Galahad arguably did what he had to do and beat Warrington. He might have outboxed his Yorkshire rival, but he couldn’t outbox the business. The business always finds a way to win, as Galahad found out on Saturday night.
Warrington will now move on and target a unification he richly deserves. His last two performances, both times as a big underdog, were outstanding – but he was flat and had a difficult night against Galahad. You can say he’s earned a gimme, so maybe he got away with one the other night. Depending on how you scored it.
But the path for Galahad is not quite so smooth sailing. He’s awkward and isn’t the sort of fighter that casual fans, and many more hardcore fans, are clamouring to watch. He hasn’t exactly been given the star treatment by his promoters at Matchroom either. After all they didn’t even put a bid in for his world title eliminator with Toka Kahn Clary, which was ironically won by Frank Warren for a modest $20k sum.
Yes, it still took place on a Matchroom show in the end, but still not the show of faith you’d expect from a promoter that was handed an alleged $1bn deal by broadcast partner DAZN. It was also a surprise to see Galahad is actually promoted by Matchroom, who have barely even acknowledged he was one of their fighters. Usually there is a big push for one of their own fighting for a world title. This time they barely raised an eyebrow.
It’s a shame for Galahad, who hasn’t exactly helped himself over the years.
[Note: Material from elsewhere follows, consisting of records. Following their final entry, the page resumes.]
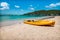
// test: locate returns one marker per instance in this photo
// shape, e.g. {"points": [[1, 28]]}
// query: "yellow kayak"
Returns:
{"points": [[40, 22]]}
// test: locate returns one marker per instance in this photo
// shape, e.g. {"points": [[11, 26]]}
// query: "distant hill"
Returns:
{"points": [[44, 13]]}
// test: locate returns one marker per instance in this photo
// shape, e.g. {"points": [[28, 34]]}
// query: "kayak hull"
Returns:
{"points": [[41, 22]]}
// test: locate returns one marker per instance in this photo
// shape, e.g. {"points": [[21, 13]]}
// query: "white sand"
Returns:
{"points": [[21, 31]]}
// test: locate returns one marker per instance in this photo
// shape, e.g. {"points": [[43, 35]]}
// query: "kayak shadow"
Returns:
{"points": [[46, 26]]}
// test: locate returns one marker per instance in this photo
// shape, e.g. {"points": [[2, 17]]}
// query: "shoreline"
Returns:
{"points": [[21, 31]]}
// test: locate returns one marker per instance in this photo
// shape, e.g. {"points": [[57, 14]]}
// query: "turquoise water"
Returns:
{"points": [[5, 18]]}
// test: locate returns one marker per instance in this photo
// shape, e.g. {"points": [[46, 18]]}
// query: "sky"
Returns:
{"points": [[18, 7]]}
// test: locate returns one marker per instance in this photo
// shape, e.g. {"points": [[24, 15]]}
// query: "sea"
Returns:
{"points": [[16, 17]]}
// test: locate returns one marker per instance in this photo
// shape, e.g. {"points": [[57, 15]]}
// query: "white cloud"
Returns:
{"points": [[53, 5], [21, 10], [4, 5], [17, 6]]}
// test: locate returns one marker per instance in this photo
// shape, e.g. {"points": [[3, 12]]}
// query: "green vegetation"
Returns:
{"points": [[44, 13]]}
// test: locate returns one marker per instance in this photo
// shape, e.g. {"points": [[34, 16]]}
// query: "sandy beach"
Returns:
{"points": [[20, 31]]}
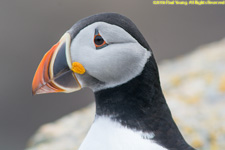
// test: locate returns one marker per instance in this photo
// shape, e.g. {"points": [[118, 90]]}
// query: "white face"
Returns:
{"points": [[121, 60]]}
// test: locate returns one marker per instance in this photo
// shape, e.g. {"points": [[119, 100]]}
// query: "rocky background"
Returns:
{"points": [[194, 86]]}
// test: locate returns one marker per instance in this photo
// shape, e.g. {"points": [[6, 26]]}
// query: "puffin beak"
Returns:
{"points": [[55, 72]]}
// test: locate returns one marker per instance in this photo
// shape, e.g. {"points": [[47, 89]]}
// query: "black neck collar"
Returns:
{"points": [[139, 104]]}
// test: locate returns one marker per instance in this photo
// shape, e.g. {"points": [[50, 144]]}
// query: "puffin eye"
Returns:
{"points": [[99, 41]]}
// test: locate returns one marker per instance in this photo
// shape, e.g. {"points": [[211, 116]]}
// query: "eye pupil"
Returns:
{"points": [[98, 40]]}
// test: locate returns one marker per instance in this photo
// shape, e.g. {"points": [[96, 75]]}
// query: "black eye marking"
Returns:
{"points": [[99, 41]]}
His cocky attitude and failed drug test hasn’t endeared him to fans, despite his obvious talent. The world title opportunity is what all fighters get in the sport for: and Galahad’s chance has come and possibly gone.
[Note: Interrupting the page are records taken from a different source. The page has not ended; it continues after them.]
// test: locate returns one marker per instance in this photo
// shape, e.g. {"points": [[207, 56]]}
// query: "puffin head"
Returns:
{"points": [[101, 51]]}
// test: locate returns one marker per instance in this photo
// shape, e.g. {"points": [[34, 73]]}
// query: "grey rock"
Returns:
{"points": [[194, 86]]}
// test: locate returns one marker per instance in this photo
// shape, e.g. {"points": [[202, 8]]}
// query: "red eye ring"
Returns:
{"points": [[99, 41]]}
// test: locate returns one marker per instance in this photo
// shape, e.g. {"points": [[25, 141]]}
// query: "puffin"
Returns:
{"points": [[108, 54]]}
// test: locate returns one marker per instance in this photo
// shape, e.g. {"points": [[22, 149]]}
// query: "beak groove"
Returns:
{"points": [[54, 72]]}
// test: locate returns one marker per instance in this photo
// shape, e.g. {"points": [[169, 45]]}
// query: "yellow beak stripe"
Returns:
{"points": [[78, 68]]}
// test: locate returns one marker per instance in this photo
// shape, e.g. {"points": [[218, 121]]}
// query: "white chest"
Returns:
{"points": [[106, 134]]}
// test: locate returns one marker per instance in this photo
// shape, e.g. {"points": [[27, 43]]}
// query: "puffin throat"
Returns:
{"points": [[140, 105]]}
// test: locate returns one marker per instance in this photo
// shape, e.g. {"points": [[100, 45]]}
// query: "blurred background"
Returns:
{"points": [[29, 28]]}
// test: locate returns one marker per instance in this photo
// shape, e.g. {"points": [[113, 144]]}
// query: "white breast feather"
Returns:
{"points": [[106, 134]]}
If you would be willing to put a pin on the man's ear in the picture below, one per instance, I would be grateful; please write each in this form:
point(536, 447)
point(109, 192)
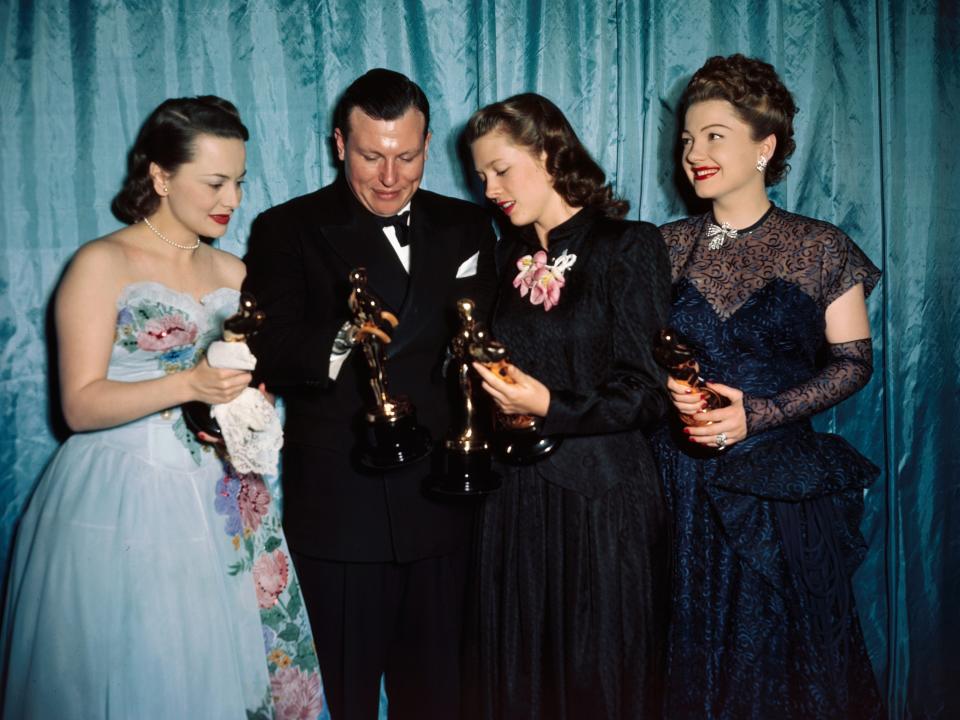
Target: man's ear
point(768, 146)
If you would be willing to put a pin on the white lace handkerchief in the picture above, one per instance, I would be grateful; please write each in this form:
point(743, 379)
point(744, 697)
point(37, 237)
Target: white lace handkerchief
point(251, 429)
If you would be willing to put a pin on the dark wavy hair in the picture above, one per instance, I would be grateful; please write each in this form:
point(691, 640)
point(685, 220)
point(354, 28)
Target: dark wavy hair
point(533, 122)
point(759, 97)
point(383, 95)
point(167, 138)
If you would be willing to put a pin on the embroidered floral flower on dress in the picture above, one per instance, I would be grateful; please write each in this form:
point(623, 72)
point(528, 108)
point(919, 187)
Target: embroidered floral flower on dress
point(253, 500)
point(270, 577)
point(541, 280)
point(226, 503)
No world champion is going to pick him for a voluntary defence. He won’t bring much of an audience and the TV executives won’t have been thrilled. The only bonus from Saturday for fans was at least it wasn’t PPV. That would have been a real kick in the teeth.
Galahad will now have to plot a new route and become the mandatory for another of the featherweight champions. Leo Santa Cruz, Gary Russell Jr. and Oscar Valdez will have barely shuddered in their boots after that performance – from both men.
The Sheffield man will have to put some pressure on his missing promoter Eddie Hearn to get him back up to the top. He clearly belongs in the upper echelons of the division, but he will become barely a footnote if he goes back to eight rounders against Nicaraguans on Kell Brook undercards, which are hardly a hot ticket now. In short, and to put it bluntly: no one will care.
Hearn loves a final eliminator for a mandatory position. He always has and regularly had them as the headline fights in his early days as the main man at Matchroom Boxing. But now his focus appears to be on rescuing Anthony Joshua’s career and building the brand in America.
The quality of UK cards has been poor this year and it sometimes feels like an afterthought. Hopefully he gets it back on track, but Galahad won’t be a priority. Talent isn’t always enough – and for Barry from Sheffield, he simply isn’t what is best for business.